# Questions about International Banking in South Africa



## grizfb75 (Nov 19, 2009)

Hi,

I am moving to South Africa in April. I am currently a USA citizen and have bank accounts in the US. Does anyone have any suggestions about banks to use in South Africa that are good for internatational use? Or are there any international banks that would work well for transfering funds from USA accounts to South African Accounts?

Thanks,

Eric


----------



## BJ100 (Jun 6, 2011)

grizfb75 said:


> Hi,
> 
> I am moving to South Africa in April. I am currently a USA citizen and have bank accounts in the US. Does anyone have any suggestions about banks to use in South Africa that are good for internatational use? Or are there any international banks that would work well for transfering funds from USA accounts to South African Accounts?
> 
> ...


Hi Eric,

Were you able to find the information you needed? I need to transfer a lump sum from the US to South Africa, following which I will need to transfer funds from a South African Bank A/c to a US bank a/c every month. If you (or anyone else on this forum) have any suggestions for how to set this up as inexpensively as possible please let me know.

Thanks!


----------



## travelling-man (Jun 17, 2011)

Until relatively recently, SA banks were about as much use as one legged man at an arse kicking contest when it came to international banking but in the last 2 years or so have got considerably better. 

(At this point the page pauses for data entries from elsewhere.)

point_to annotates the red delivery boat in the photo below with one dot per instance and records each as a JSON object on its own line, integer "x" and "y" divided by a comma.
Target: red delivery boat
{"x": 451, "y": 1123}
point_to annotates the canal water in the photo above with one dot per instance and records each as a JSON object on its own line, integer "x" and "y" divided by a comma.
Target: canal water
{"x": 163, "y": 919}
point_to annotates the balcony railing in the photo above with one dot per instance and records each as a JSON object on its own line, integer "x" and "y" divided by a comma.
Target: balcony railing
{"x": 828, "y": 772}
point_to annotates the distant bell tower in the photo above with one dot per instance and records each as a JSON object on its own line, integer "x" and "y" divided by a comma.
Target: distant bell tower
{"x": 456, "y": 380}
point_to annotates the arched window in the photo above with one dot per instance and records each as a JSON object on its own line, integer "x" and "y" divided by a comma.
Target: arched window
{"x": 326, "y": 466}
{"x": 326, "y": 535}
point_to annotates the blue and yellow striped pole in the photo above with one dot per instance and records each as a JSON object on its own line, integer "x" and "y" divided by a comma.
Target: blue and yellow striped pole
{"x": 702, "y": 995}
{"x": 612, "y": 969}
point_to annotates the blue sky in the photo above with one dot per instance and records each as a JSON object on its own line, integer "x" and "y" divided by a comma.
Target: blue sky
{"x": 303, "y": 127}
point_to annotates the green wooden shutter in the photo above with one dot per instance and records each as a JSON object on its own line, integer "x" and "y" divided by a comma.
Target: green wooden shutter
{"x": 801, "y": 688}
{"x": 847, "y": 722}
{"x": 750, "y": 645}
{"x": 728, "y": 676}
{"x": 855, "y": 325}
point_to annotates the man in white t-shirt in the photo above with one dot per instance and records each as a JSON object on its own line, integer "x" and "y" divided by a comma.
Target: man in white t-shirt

I use FNB (First National Bank) and they're pretty effecient. They gave me a non residents account AND a residents account so I can have the best of both worlds when it comes to online banking etc.

However, if you plan on sending money from an SA bank to an account overseas, you need to be aware it might be a slowish process because larger amounts need clearance from the reserve bank. 

Hope that helps.


----------



## BJ100 (Jun 6, 2011)

travelling-man said:


> Until relatively recently, SA banks were about as much use as one legged man at an arse kicking contest when it came to international banking but in the last 2 years or so have got considerably better.
> 
> I use FNB (First National Bank) and they're pretty effecient. They gave me a non residents account AND a residents account so I can have the best of both worlds when it comes to online banking etc.
> 
> ...


Thanks T-M, that's the type of info I needed. Will look into FNB.


----------